Qualitative studies on out-of-hospital birth carried out between 2020 and 2022 in different countries are discussed within this context. The pandemic has accelerated the demand for homebirth and birth centers, increasing in the last decades in high-income countries (Macdormen and Declerq 2019 [45]. Women’s needs and expectations—well investigated in high-income countries also before the pandemic [46,47,48,49]—were highlighted during the COVID-19 emergency, involving more women and parents. The increasing rate of using homebirth and birth centers shows that out-of-hospital births have been a fundamental “safety valve” to manage fear, uncertainty, and stress during pregnancy and birth for both women and midwives; it has also offered women the possibility to maintain certain autonomy and freedom of choice in the reproductive process. This calls for novel social and political awareness for accessing different models of care (hospitalized or not) as a human right in daily life and as an efficient response strategy for present or future emergencies involving health systems. A novel policy effort to better support and integrate out-of-hospital services in health care systems is urgent in high-income countries. Lessons learned from these experiences during the pandemic represent an opportunity to rethink our models of care in childbirth, focusing on women’s needs and contrasting abuse and disrespect that can turn into forms of obstetric violence, which is well known in research [50,51,52,53,54,55,56] and recently addressed in the debate of international bodies [57,58,59]. Expanding biomedical concepts of safety and risk, while also considering social, cultural, and family dimensions—as clearly emerge from women giving birth at home or in birth centers also before the pandemic, is taken into account in this perspective [54, 60].

Conclusion

Interest in out-of-hospital births has increased during the COVID-19 pandemic.
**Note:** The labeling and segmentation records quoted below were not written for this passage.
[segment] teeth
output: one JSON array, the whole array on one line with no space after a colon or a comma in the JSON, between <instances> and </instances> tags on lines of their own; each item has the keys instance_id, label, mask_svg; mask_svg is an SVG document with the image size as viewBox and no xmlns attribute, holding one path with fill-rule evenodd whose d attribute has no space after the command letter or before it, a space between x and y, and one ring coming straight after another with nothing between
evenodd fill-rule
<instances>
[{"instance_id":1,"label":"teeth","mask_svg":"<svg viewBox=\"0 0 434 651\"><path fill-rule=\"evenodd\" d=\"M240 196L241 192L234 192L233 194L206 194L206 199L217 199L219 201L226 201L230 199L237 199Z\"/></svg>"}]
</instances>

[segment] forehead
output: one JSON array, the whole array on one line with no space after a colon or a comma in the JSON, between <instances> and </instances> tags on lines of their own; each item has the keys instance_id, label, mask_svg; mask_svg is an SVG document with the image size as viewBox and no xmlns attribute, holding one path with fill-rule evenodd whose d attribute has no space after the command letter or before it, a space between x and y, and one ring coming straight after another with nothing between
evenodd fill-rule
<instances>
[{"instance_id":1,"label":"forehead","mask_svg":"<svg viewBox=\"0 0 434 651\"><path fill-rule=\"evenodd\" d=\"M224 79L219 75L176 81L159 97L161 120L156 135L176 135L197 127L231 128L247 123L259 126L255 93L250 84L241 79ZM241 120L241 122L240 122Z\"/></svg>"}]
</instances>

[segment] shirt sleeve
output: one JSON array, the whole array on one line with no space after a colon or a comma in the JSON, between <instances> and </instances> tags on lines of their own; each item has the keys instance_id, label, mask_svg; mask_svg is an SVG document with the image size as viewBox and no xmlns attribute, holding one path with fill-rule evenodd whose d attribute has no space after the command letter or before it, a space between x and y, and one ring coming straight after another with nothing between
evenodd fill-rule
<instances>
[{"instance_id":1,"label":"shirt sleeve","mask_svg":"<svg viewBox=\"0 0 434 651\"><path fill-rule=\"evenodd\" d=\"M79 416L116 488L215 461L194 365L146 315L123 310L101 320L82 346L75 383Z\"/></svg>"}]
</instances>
More women have delivered at home or in an independent birth center. Main reasons for this choice are fear of contagion in facilities and standardized protocols, such as restrictions during delivery and the post-partum period, especially women’s separation from their companion of choice and their newborn. Research findings suggest that homebirth and birth centers have conferred several advantages for both women and professionals during the pandemic period, maintaining the benefits of biomedicine when needed. This calls for renewed support for out-of-hospital models of care within a public model of care.